Quantum Computing: Microsoft, Quantinuum, and IBM Achieve Breakthrough in Error Correction

Quantum error correction is one of the most critical barriers on the path to practical quantum computing. Recent achievements by Microsoft Quantum, Quantinuum, and IBM Research demonstrate that we are very close to solving this fundamental problem.
Microsoft and Quantinuum: Record Reduction in Logical Errors
A joint study published in the prestigious journal Nature describes experiments on Quantinuum's ion processor. Scientists applied two optimized correction codes: a 12-qubit code inspired by the Knill scheme and a 16-qubit tesseract color code. The first encodes two logical qubits, the second encodes four.
The results are impressive. When preparing a Bell state, the logical error rate dropped from ~0.8% for the physical circuit to 0.001%. This is an 800-fold improvement. Repeated error correction showed a result 51 times lower than the physical baseline, and preparing a 12-qubit cat state yielded a 22-fold improvement.
"Our results show that modern quantum devices are already capable of using fault tolerance and error correction to significantly suppress errors in non-trivial quantum circuits," the authors note.
IBM Research: AI Finds New Correction Codes
In parallel, IBM Research applied large language models (LLMs) to search for new correction codes. Using the OpenEvolve library, the system analyzed bivariate bicycle codes—a family that IBM plans to use in its fault-tolerant systems.
During the initial runs, the AI proposed 465 candidates. Among them is the [[288,50,8]] code with 50 logical qubits (the previous record for this family was 16), as well as the compact [[72,4,8]] code with 72 physical qubits. Some candidates, according to IBM, may be comparable to the benchmark [[144,12,12]] gross code under certain types of noise.

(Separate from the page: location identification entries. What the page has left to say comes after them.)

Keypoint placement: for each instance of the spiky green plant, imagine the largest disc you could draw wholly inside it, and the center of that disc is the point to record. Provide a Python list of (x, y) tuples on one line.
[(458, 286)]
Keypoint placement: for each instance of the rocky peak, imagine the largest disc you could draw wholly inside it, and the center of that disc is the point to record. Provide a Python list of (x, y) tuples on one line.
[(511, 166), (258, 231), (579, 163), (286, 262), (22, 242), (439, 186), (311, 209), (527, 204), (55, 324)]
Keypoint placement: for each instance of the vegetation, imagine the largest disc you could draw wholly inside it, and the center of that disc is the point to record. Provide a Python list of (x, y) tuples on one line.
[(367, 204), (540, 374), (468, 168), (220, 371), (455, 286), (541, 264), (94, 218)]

Reminder: IBM has already announced plans to build the IBM Quantum Starling quantum computer with 200 logical qubits by 2029. These results are an important step toward that goal.
Expert opinion. Progress in error correction is not just a technical victory. It is a signal for the entire crypto industry: the threat to SHA-256 from quantum computing is becoming increasingly real. The market needs to more actively adopt post-quantum cryptography before these technologies become commercially available.